Pulp, the band that made Cocker a household name and television personality in England, dissolved in 2002-since then, Cocker has experimented with electro-pop duo Relaxed Muscle and recorded with Maryanne Faithful and Nancy Sinatra. The man once arrested for rushing Michael Jackson's performance at the 1996 Brit Awards now lives in France with his wife and son, and recently made headlines by performing with The Weird Sisters in the last Harry Potter film. No longer does Cocker celebrate the rebellion of smoking fags and playing pool-instead, he contemplates the dangers of a boring evening in with a bottle of wine and an internet connection on tracks like the lounge-appropriate "I Will Kill Again." The album's 27 second intro, "Loss Adjuster," is just a few bars on the piano, but it gives the impression that these were songs composed at a Grand in Cocker's living room, rather than scribbled down in a drunken frenzy of inspiration.

That's not to say that Cocker has lost his edge-rather, suburban dystopia has replaced working-class England as the object of Cocker's scrutiny. With a gothic choral and string arrangement, "Disney Time" offers a deliciously perverse comparison between pornography and animated children's movies. On "Fat Children," a high-energy rock song with a chugging drum and bass line, Cocker snarls about a murder committed by "maggots without the sense to become flies." "From A to I" predicts the fall of the British Empire at the fault of a complacent, empty population with the genius couplet, "Not one single soul was saved/ I was ordering an Indian takeaway." The album's hidden track, thirty minutes after the last song, is a vitriolic pop masterpiece: "Cunts Are Still Running the World" would fit on any Pulp album.

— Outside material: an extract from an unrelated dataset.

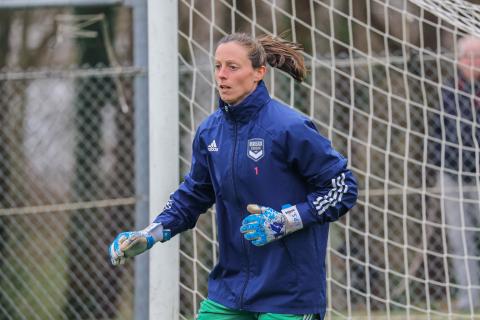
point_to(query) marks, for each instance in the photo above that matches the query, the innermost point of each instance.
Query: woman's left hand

Serious Jarvis fanatics will appreciate the comparatively simpler arrangements and the greater emphasis on Cocker's voice, a smooth tenor doused with his unmistakable accent. Jarvis remains full of his trademark bravado, and he is at his best when he belts out the heavy-hitting chorus of "Black Magic," one of the album's standout tracks. Musically, Cocker has taken inspiration from a variety of American sources. "Heavy Weather" is reminiscent of a country song, while "Tonite" has backing vocals and a melody that could be sung by a barbershop quartet, and both somehow blend seamlessly into his synthetic, Britpop aesthetic.

The literary lyrical style for which Cocker is famous-complete with plot, character development and drama-is too seldom employed. The aforementioned "Fat Children," is sung from the perspective of a ghost with the refrain, "Fat children took my life." Similarly, "Big Julie" is a character sketch of a lonely teenage girl who finds solace from the salacious glances from her Sunday school teacher in pop songs. Although Cocker is a natural storyteller, many of the songs on Jarvis are simply well-executed, safe pop tracks like "Baby's Coming Back to Me," in which references to world peace have unfortunately replaced the salacious sexual details one once expected of Cocker's writing.

Despite the cynical picture Jarvis paints of modern life, the album's last official track, "Quantum Theory," leaves Cocker alone with an acoustic guitar dreaming of a parallel dimension where everyone is happy. Though the song ends with Cocker whispering, "The force that binds the universe together: /Everything is gonna be alright," it's hard to tell if that's even a possibility in Cocker's world.